2 Jun 2016

Calls for steel inquiry go international

8:31 pm on 2 June 2016

A top international testing organisation has been alerted to the Huntly steel failures and wants them investigated.

Sixteen hundred tonnes of seismic steel intended to hold up four bridges on the Waikato Expressway failed tests in New Zealand, despite passing tests in China.

A photo posted by NZTA to Facebook in May 2016 shows the Huntly northern interchange, looking south.

A photo posted by NZTA to Facebook in May 2016 shows part of the $450 million Huntly section of the $2 billion Waikato Expressway. Photo: NZTA / Facebook

International Accreditation New Zealand (IANZ) has alerted the international network of accreditation authorities - International Laboratory Accreditation Cooperation (ILAC) - after Steel & Tube said some of those tests were by an ILAC-accredited lab.

IANZ said it was difficult to proceed with inquiries because it had not been told which mill in China made the steel, whether the mill's own lab or another tested it, and whether the lab was properly accredited.

It was also not known which steel the lab was given to test.

Steel & Tube and the contractors, Fulton Hogan and HEB Construction, have refused to release this information to RNZ News.

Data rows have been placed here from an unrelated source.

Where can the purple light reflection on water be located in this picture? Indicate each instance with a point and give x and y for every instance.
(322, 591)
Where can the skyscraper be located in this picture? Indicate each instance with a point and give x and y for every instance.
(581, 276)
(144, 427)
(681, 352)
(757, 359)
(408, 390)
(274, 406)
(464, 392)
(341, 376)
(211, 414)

IANZ has also alerted the Chinese National Accreditation Service.

The government said earlier today that it would not investigate the importation of the weak steel, which it described as a one-off.

The steel should have been used to hold up four bridges on the $450 million Huntly Bypass, which forms part of the $2 billion Waikato Expressway.

It was still used in two of the bridges, alongside concrete reinforcement, and the contractors have asked Steel & Tube for replacement tube piles for the two others.

The New Zealand Transport Agency said there were no safety issues with any of the bridges.